Make note of the operation name; you need it to download the podcast in step 4. In the example above, the operation name is projects/123456/locations/global/operations/create-podcast-54321.
Optional. Poll the status of the podcast creation operation. See Get details about a long-running operation.

After the operation has finished, run the following curl command to download the podcast:

curl -v \
  -H "Authorization: Bearer $(gcloud auth print-access-token)" \
  "https://discoveryengine.googleapis.com/v1/OPERATION_NAME:download?alt=media" \
  --output FILENAME.mp3 -L

Replace the following:

OPERATION_NAME: the name of the operation that you noted down in step 2.
FILENAME: a filename for the podcast.

This command downloads the podcast to an MP3 file in your local directory.

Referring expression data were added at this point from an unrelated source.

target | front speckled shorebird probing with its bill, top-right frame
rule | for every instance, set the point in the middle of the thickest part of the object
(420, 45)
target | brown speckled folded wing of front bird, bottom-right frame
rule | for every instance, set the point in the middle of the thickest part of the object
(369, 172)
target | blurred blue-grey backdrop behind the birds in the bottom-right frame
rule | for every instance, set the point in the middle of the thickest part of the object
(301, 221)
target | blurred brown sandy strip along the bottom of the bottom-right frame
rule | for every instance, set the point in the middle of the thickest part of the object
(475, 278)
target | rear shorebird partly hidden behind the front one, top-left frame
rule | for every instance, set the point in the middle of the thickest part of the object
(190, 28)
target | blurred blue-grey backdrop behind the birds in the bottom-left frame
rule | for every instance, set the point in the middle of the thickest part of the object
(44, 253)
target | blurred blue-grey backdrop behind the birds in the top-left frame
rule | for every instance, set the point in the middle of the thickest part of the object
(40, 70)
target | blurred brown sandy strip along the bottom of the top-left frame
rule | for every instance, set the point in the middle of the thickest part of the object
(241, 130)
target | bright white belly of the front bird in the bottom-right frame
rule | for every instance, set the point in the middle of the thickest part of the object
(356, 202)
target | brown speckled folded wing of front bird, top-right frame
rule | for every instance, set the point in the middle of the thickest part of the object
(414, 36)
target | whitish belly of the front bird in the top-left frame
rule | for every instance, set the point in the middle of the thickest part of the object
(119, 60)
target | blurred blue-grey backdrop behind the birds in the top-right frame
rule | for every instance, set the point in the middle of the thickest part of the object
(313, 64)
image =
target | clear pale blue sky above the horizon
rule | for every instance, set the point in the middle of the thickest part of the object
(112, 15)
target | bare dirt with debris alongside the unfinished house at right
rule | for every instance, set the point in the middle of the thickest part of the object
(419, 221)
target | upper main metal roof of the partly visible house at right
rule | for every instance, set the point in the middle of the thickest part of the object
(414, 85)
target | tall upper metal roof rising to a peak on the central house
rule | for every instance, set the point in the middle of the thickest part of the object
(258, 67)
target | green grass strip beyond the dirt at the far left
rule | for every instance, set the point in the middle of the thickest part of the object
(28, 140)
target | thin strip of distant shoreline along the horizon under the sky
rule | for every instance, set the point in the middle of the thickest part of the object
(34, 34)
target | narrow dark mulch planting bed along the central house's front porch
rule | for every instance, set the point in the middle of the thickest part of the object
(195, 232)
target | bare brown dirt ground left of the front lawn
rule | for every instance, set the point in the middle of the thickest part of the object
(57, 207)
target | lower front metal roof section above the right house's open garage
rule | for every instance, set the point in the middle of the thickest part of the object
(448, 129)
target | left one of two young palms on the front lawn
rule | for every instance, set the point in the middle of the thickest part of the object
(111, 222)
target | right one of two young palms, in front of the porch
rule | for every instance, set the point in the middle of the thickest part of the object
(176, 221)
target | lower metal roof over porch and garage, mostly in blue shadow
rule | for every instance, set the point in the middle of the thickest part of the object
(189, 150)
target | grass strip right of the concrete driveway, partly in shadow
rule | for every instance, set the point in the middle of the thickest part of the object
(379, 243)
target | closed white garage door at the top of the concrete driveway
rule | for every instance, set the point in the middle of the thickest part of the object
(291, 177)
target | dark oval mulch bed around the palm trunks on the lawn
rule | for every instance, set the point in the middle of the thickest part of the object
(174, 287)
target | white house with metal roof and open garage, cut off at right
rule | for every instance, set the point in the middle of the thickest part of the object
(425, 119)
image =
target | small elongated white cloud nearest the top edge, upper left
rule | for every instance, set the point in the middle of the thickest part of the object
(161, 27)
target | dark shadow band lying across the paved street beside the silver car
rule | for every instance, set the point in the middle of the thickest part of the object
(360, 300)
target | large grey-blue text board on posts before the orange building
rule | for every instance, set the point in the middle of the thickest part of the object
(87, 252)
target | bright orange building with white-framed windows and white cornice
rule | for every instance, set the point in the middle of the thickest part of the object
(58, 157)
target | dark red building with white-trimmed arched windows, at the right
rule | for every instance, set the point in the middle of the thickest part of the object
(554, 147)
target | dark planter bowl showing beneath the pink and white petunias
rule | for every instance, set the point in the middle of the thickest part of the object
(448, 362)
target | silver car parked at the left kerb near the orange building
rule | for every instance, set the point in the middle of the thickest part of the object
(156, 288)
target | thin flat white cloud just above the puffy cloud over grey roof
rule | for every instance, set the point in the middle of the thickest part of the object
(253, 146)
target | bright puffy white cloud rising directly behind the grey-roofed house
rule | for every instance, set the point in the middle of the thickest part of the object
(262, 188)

Example command and result

curl -v \
  -H "Authorization: Bearer $(gcloud auth print-access-token)" \
  "https://discoveryengine.googleapis.com/v1/projects/123456/locations/global/operations/create-podcast-54321:download?alt=media" \
  --output my-podcast.mp3 -L
  
% Total    % Received % Xferd  Average Speed   Time    Time     Time  Current
                               Dload  Upload   Total   Spent    Left  Speed
0     0    0     0    0     0      0      0 --:--:-- --:--:-- --:--:--     0* Host discoveryengine.googleapis.com:443 was resolved.
  ...
{ [42044 bytes data]
100 14.3M  100 14.3M    0     0  10.9M      0  0:00:01  0:00:01 --:--:-- 29.7M
* Connection #0 to host discoveryengine.googleapis.com left intact

Compliance

The podcast API isn't in compliance with customer-managed encryption keys, CMEK for Gemini Enterprise.